El tiempo de Adviento es tiempo de especial intervención del Espíritu Santo. Mediante el Adviento la Iglesia nos propone pensar, meditar y asumir de forma comprometida el Acontecimiento: la Segunda Persona de Dios se hace uno más de nosotros en la humildad de Belén. De esta realidad debieran surgir dos acontecimientos en cada uno de nosotros: la conversión, esto es, asumir que realmente somos cristianos, seguidores de Jesucristo; y, la evangelización, a la que estamos todos llamados por el bautismo. Conversión y evangelización se unen en “Dar Testimonio”.
¿Pero qué significa dar testimonio? Yo lo resumo de la siguiente manera: que Dios ha plantado su tienda entre nosotros con su nacimiento en Belén de Judá. En eso consiste –resumidamente- toda la actividad de la Iglesia.
Deberíamos intentar realizar esto en nuestros pequeños-grandes mundos personales, familiares, laborales, sociales; mediante nuestras acciones diarias, haciéndolo todo con amor y por amor: si hablamos que sea con y por amor, si corregimos que sea con y por amor, sin enseñamos que sea con y por amor, si callamos que sea con y por amor. Hacer todo a imitación de Jesucristo, con y por amor. Porque la verdad cristiana se testifica por su potencia para configurar y ofrecer el don de uno mismo, en su misterio y en su dolor -como Jesús, de Belén a la Cruz-; en coherencia, sencillez, alegría y valentía. Y llevar así el nombre de Jesucristo.
En esta Misión se insertan los llamados nuevos movimientos llevados por el Espíritu Santo. En su primera carta a los tesalonicenses san Pablo exhorta a que “no extingáis los carismas” (1Tes5,19). Esta frase de san Pablo sigue siendo actual.

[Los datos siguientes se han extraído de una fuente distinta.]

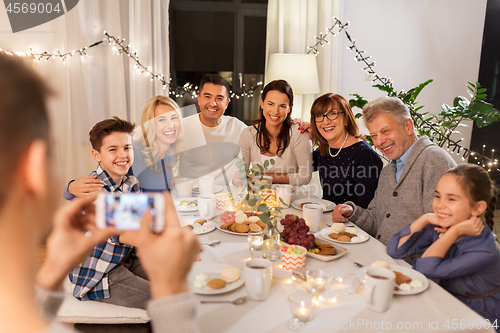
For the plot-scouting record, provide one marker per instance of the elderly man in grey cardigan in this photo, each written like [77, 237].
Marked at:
[406, 187]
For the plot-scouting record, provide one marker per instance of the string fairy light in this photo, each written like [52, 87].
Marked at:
[119, 46]
[359, 56]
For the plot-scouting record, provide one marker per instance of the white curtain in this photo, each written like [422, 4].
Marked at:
[103, 84]
[291, 27]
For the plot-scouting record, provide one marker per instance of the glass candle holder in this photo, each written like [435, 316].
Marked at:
[302, 306]
[255, 244]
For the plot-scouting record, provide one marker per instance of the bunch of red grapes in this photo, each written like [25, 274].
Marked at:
[295, 232]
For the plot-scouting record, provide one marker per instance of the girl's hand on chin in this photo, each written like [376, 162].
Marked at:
[472, 227]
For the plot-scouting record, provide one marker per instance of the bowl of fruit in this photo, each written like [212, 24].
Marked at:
[295, 232]
[293, 257]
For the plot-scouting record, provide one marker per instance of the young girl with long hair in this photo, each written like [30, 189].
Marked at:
[458, 247]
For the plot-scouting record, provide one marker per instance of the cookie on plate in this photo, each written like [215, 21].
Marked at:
[230, 274]
[216, 283]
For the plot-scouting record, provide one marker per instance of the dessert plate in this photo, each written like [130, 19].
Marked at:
[205, 228]
[413, 274]
[328, 206]
[212, 270]
[217, 189]
[218, 222]
[181, 208]
[340, 252]
[325, 232]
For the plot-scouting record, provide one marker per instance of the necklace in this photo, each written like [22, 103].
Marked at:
[329, 149]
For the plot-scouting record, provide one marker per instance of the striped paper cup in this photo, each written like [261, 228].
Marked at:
[291, 261]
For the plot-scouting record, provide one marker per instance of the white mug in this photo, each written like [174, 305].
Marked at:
[206, 206]
[284, 192]
[183, 187]
[313, 214]
[379, 288]
[258, 274]
[206, 185]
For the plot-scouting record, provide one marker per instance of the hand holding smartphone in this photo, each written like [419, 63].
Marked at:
[124, 210]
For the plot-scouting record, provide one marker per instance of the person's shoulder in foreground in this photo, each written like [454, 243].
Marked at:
[28, 212]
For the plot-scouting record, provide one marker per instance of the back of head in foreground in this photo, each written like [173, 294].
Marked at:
[26, 205]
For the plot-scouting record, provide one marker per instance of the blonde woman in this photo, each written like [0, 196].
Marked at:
[157, 146]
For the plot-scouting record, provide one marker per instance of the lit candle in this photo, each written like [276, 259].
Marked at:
[320, 283]
[257, 244]
[303, 314]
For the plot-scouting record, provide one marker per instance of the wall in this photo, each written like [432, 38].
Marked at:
[411, 42]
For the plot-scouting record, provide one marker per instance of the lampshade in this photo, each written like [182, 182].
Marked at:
[299, 70]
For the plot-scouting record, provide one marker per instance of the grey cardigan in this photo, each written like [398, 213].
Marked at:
[396, 205]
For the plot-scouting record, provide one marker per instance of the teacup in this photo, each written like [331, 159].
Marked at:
[183, 187]
[313, 214]
[379, 288]
[206, 206]
[258, 275]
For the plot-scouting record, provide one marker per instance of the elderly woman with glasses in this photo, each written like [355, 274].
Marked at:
[274, 137]
[347, 165]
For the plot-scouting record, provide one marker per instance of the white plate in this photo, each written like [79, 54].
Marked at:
[217, 189]
[207, 227]
[328, 206]
[239, 233]
[340, 252]
[212, 270]
[218, 223]
[325, 232]
[413, 274]
[177, 203]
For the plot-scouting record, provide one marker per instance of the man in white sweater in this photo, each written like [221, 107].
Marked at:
[28, 202]
[211, 138]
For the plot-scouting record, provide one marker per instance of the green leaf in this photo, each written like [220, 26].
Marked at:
[418, 89]
[252, 202]
[387, 89]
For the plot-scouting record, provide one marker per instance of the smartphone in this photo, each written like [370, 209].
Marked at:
[124, 210]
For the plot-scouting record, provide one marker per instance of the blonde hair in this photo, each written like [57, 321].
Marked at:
[147, 134]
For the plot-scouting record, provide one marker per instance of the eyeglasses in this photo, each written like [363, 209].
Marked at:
[332, 115]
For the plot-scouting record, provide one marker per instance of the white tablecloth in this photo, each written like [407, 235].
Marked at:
[434, 310]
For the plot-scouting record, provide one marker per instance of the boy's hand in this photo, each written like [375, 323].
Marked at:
[85, 186]
[69, 244]
[472, 227]
[167, 257]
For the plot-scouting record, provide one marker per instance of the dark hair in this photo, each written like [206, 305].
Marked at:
[321, 106]
[476, 182]
[214, 79]
[106, 127]
[263, 139]
[23, 115]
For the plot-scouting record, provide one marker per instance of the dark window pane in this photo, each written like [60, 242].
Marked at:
[255, 45]
[204, 41]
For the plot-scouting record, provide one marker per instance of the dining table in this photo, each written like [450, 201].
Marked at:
[342, 309]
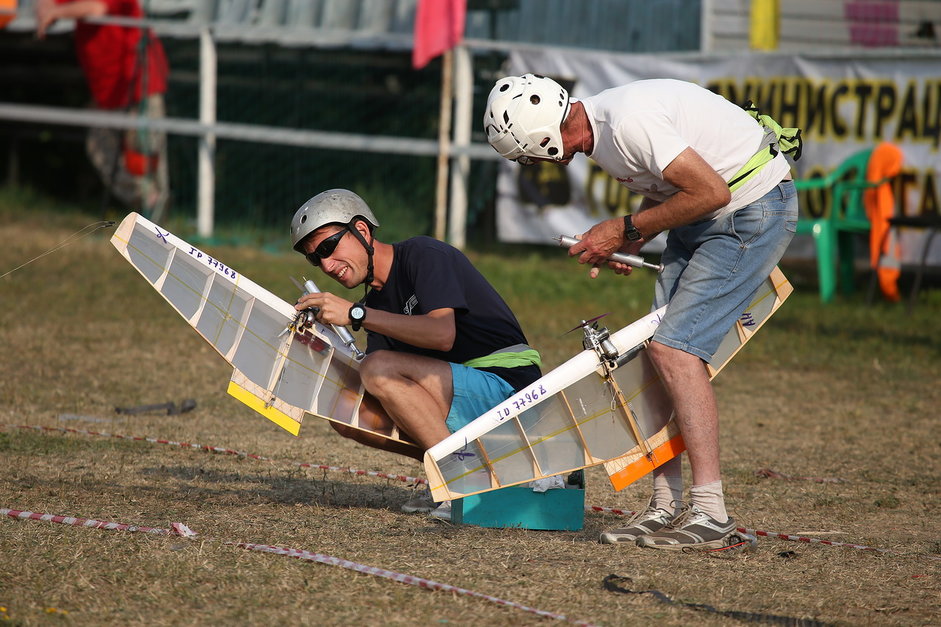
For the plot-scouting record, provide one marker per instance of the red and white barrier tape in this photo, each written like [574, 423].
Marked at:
[224, 451]
[180, 529]
[774, 474]
[176, 529]
[419, 480]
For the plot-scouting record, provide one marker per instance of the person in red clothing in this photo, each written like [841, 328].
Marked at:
[126, 70]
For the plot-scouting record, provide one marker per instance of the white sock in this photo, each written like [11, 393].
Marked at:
[668, 486]
[709, 499]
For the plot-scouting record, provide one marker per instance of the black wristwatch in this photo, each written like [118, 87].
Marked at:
[357, 315]
[630, 231]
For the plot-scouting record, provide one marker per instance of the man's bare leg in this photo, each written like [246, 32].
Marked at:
[697, 415]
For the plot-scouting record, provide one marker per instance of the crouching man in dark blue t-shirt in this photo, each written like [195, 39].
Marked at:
[442, 346]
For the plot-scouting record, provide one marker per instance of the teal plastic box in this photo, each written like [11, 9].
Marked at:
[557, 510]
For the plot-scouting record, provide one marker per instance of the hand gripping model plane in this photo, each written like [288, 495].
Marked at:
[286, 364]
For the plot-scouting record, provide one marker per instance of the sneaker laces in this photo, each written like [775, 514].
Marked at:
[687, 511]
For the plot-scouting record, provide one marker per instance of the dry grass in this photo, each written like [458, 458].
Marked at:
[841, 391]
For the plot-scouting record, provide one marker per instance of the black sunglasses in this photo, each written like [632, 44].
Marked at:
[325, 248]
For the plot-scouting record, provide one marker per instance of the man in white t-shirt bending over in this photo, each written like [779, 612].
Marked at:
[716, 179]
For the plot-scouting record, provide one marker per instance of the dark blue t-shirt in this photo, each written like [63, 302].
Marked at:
[428, 274]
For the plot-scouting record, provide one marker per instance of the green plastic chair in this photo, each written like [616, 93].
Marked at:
[845, 217]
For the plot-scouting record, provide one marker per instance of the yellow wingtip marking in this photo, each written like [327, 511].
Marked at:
[274, 415]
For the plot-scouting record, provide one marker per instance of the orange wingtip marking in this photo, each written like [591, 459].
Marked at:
[660, 455]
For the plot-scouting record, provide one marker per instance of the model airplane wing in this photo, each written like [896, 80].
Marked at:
[279, 371]
[606, 405]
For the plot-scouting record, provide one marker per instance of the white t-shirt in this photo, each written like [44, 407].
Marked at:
[641, 127]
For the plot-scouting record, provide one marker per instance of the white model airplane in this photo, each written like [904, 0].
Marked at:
[283, 368]
[606, 405]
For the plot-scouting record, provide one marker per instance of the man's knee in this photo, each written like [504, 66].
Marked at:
[375, 367]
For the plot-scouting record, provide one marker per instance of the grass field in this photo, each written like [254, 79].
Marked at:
[845, 391]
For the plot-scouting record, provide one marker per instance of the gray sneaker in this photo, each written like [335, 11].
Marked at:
[693, 529]
[642, 523]
[421, 503]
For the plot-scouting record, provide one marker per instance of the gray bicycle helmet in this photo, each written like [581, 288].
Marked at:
[334, 206]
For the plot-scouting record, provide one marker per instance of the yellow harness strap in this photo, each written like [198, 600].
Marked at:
[787, 140]
[510, 357]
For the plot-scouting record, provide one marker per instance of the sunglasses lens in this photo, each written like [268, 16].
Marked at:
[325, 248]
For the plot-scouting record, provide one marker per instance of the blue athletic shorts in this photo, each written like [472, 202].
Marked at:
[475, 392]
[713, 268]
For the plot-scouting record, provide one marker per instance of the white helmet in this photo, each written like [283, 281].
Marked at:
[524, 117]
[334, 206]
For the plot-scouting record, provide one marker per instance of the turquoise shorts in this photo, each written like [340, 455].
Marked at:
[475, 392]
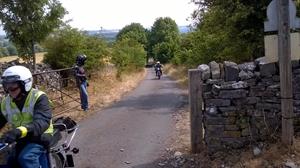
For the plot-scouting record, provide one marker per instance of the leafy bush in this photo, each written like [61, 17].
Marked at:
[128, 55]
[65, 44]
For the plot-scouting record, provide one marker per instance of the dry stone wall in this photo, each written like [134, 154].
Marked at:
[242, 102]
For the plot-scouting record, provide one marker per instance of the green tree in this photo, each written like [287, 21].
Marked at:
[28, 22]
[128, 55]
[164, 39]
[134, 31]
[4, 52]
[12, 50]
[65, 44]
[228, 30]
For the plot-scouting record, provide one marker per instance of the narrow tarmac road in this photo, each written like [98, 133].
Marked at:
[133, 132]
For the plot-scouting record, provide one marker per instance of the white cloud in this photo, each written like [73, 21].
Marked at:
[93, 14]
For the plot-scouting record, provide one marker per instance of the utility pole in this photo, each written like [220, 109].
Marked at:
[284, 54]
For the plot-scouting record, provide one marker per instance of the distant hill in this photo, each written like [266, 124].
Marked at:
[110, 35]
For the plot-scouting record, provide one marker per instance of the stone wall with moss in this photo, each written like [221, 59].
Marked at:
[242, 102]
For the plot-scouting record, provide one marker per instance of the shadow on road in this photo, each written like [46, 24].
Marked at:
[154, 101]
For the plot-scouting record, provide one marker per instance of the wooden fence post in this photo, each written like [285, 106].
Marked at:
[195, 101]
[286, 87]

Mediante los nuevos carismas que se están propagando por toda la tierra, una vez más el Espíritu Santo interviene activamente en la Historia de la Iglesia y de la Humanidad. Los laicos quedan, así, colocados en el corazón del mundo –llamados especialmente a imitar a Jesucristo en Belén, hecho corazón del mundo- a fin de que el resplandor de la Verdad siga llegando a todos los hombres.
Ante una sociedad que huye alocadamente de Dios, esta misión sólo es posible –como diría Juan Pablo II- si los fieles laicos saben superar en sí mismos la fractura entre el Evangelio y la vida, recomponiendo en su cotidiana actividad en la familia, en el trabajo y en la sociedad; la unidad de vida que encuentra en el Evangelio inspiración y fuerza para realizarse con plenitud (exhort. apost. Christifideles laici, n. 34) en fidelidad al sucesor de Pedro, a la Doctrina y al Magisterio.
Por lo tanto conversión y evangelización van unidas y son inseparables. Y esta Misión, si bien es difícil, no es imposible porque contamos con la ayuda del Espíritu Santo. Es así como la Iglesia Católica seguirá teniendo la fuerza y valentía suficientes para salir al mundo y dar testimonio con todas las consecuencias.